Echocardiogram to assess left ventricular ejection fraction in view of treatment with trastuzumab and CT scan of the chest, abdomen, and pelvis to assess response, each every 3 months.
He has stable disease on imaging after three cycles of chemotherapy but is admitted after the fifth cycle with increasing abdominal distension. A CT confirms large-volume ascites and progression of his liver metastases. Five litres of ascitic fluid is drained and his chemotherapy is stopped. On review 3 weeks later the ascites has reaccumulated.
Question
6. What are the options for management of his ascites?
Answer
6. What are the options for management of his ascites?

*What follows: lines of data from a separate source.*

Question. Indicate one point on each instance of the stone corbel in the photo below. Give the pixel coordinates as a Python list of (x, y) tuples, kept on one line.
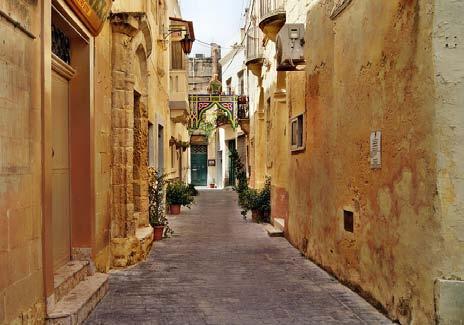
[(339, 6), (125, 23)]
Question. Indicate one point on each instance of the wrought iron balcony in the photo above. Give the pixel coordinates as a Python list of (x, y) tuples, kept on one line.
[(273, 17), (243, 114)]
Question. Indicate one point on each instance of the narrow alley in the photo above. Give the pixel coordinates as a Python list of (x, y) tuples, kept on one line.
[(220, 269)]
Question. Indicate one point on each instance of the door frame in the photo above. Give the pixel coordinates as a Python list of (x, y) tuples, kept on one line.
[(67, 72), (82, 142), (192, 154)]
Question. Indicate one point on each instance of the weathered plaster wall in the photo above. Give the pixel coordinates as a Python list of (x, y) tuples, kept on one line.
[(448, 31), (372, 68), (21, 267)]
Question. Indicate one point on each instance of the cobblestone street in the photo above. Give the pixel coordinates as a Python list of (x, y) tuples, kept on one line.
[(220, 269)]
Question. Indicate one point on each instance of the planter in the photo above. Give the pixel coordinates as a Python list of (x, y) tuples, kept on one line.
[(158, 232), (174, 209)]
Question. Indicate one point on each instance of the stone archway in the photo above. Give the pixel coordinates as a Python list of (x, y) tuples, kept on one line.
[(131, 235)]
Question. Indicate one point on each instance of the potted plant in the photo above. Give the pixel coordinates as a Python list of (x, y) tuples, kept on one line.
[(178, 194), (193, 190), (156, 208), (213, 184)]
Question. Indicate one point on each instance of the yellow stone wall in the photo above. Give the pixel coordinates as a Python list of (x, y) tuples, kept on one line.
[(21, 271), (103, 152), (375, 67)]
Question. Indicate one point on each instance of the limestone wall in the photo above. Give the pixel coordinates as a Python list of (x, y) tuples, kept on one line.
[(21, 268), (103, 154), (382, 65)]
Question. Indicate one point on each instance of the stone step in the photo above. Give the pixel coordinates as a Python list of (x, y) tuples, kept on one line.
[(68, 277), (279, 223), (273, 231), (75, 307)]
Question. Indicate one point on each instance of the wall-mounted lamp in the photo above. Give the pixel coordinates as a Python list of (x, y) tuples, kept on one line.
[(186, 42)]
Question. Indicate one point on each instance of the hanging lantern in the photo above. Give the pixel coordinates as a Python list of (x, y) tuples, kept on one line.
[(186, 44)]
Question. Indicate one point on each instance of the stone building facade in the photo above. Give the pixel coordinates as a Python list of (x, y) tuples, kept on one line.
[(380, 77), (84, 110)]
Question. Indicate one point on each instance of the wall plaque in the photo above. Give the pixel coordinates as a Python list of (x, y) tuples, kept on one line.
[(376, 150), (93, 13)]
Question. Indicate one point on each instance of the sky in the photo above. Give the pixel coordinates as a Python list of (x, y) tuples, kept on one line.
[(214, 21)]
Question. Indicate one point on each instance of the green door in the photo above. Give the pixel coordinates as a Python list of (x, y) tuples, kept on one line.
[(199, 165), (232, 177)]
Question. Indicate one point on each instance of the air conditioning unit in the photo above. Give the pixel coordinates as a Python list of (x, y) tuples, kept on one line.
[(290, 48)]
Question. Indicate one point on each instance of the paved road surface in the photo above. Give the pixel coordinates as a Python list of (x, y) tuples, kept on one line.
[(220, 269)]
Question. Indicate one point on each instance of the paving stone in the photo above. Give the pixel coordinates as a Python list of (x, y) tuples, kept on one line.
[(221, 269)]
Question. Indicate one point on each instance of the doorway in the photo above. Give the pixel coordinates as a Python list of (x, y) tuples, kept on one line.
[(61, 171), (160, 148), (199, 162), (231, 146)]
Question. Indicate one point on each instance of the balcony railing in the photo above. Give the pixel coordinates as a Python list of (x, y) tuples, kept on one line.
[(271, 7), (272, 17)]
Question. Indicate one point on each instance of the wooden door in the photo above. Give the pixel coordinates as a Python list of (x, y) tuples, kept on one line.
[(61, 218), (199, 163)]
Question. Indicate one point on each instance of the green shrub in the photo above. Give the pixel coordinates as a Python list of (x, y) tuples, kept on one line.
[(178, 193), (156, 206), (250, 198)]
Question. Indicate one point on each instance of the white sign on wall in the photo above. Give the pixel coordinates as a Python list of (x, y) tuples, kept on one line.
[(376, 149)]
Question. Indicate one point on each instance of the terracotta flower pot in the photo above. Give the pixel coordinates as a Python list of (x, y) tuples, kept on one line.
[(158, 232), (174, 209)]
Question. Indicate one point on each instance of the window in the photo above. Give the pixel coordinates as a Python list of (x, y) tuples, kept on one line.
[(348, 221), (151, 145), (229, 86), (297, 133), (177, 56)]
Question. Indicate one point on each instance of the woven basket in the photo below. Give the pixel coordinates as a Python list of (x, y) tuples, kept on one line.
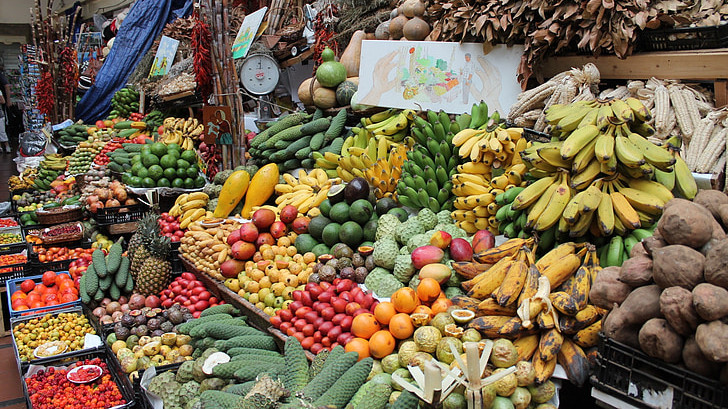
[(60, 215)]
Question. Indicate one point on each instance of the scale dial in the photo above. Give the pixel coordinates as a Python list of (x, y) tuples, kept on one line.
[(259, 74)]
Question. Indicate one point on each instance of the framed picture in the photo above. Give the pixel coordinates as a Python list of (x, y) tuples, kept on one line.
[(438, 75)]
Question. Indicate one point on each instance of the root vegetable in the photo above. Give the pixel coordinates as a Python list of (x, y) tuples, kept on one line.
[(677, 265), (676, 305), (710, 301), (607, 289), (659, 340), (687, 223)]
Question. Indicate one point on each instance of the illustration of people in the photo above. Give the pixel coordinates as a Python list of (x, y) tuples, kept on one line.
[(466, 75)]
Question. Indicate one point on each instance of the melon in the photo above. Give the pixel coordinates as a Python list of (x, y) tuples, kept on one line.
[(305, 93), (324, 98), (344, 92)]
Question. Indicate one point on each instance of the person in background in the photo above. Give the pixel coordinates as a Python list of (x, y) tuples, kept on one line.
[(4, 105)]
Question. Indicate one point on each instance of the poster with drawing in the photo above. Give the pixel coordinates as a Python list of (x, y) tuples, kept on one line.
[(438, 75), (164, 58)]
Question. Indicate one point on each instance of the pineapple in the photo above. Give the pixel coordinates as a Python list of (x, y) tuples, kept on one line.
[(155, 272), (139, 243)]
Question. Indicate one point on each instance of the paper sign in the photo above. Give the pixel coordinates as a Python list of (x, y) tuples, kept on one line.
[(165, 56), (247, 33), (438, 75), (218, 128)]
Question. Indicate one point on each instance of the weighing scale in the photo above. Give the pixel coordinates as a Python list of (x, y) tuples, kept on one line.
[(259, 75)]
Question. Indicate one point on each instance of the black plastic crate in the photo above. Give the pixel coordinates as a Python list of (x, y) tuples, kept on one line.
[(117, 375), (684, 38), (121, 214), (630, 375)]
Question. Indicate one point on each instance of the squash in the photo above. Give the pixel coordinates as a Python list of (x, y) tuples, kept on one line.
[(416, 29), (352, 54), (330, 73), (305, 94), (261, 188), (231, 193), (344, 92), (324, 98)]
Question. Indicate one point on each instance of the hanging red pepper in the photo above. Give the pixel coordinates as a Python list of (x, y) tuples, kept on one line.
[(201, 43)]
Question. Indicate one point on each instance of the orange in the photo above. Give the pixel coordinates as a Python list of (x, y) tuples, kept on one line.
[(381, 344), (401, 326), (423, 309), (440, 305), (364, 325), (405, 300), (384, 311), (358, 345), (428, 290)]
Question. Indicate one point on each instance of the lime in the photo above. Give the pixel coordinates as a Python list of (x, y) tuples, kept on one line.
[(149, 160), (330, 234), (156, 172), (148, 182), (351, 233), (182, 164), (168, 161), (170, 173), (135, 168), (200, 181), (159, 149), (192, 172), (339, 212), (190, 156)]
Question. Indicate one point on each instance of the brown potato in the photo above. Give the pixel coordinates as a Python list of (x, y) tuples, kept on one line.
[(659, 340), (677, 265), (710, 301)]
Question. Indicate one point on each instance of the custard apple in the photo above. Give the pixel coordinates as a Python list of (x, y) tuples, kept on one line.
[(385, 251), (408, 229), (427, 218), (387, 226), (403, 268)]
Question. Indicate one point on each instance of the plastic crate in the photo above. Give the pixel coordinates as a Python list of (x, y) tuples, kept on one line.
[(685, 38), (13, 285), (121, 214), (117, 375), (60, 357), (629, 374)]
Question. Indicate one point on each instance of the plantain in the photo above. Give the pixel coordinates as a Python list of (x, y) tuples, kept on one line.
[(550, 344), (589, 336), (573, 359)]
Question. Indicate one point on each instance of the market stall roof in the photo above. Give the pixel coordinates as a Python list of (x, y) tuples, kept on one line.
[(145, 21)]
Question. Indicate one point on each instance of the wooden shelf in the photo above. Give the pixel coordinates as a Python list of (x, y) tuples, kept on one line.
[(695, 65)]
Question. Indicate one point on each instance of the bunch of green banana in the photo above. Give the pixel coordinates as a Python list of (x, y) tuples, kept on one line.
[(615, 252), (425, 180)]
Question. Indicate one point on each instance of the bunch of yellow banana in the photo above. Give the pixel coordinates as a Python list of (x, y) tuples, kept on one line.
[(543, 304), (392, 124), (305, 193), (384, 174), (182, 131), (189, 208)]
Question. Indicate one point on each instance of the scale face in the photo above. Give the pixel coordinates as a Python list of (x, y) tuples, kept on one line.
[(259, 74)]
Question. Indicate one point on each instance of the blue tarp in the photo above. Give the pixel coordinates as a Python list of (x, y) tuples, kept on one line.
[(137, 33)]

The ascites is likely to continue to reaccumulate quickly and need management for the rest of his life. A peritoneal drain could be inserted as and when it becomes symptomatic, but this would mean repeated hospital visits. A permanent tunnelled peritoneal catheter could be inserted under ultrasound control. This could then be drained by the patient or his carer at home using a vacuum bottle, reducing the need for recurrent hospital attendances. The patient should be offered entry into early phase clinical trials if he is well enough, but there is no standard chemotherapy option with an evidence base in this situation.
Treatment and follow-up
A tunnelled catheter was inserted and palliated his ascites to good effect. He continued to deteriorate at home and died there 10 weeks later.
Further reading
Bang YJ, Van Cutsem E, Feyereislova A, et al. Trastuzumab in combination with chemotherapy versus chemotherapy alone for treatment of HER2-positive advanced gastric or gastro-oesophageal junction cancer (ToGA): a phase 3, open-label, randomised controlled trial. The Lancet 2010; 376: 687–697.
Cunningham D, Allum WH, Stenning SP, et al. Perioperative chemotherapy versus surgery alone for resectable gastroesophageal cancer. New England Journal of Medicine 2006; 355: 11–20.
Cunningham D, Starling N, Rao S, et al. Capecitabine and oxaliplatin for advanced esophago-gastric cancer. New England Journal of Medicine 2008; 358: 36–46.
Hurt CN, Nixon LS, Griffiths GO, et al. SCOPE1: a randomised phase II/III multicentre clinical trial of definitive chemoradiation, with or without cetuximab, in carcinoma of the oesophagus. BMC Cancer2011; 11: 466.
Macdonald JS, Smalley SR, Benedetti J, et al. Chemoradiotherapy after surgery compared with surgery alone for adenocarcinoma of the stomach or gastroesophageal junction. New England Journal of Medicine2001; 345: 725–730.
NICE. Gastric cancer (HER2-positive metastatic) – trastuzumab. NICE Technology Appraisal Guidance 208, November 2010.
NICE. The PleurX peritoneal catheter drainage system for vacuum assisted drainage of treatment-resistant recurrent malignant ascites. NICE Medical Technology Guidance 9, March 2012.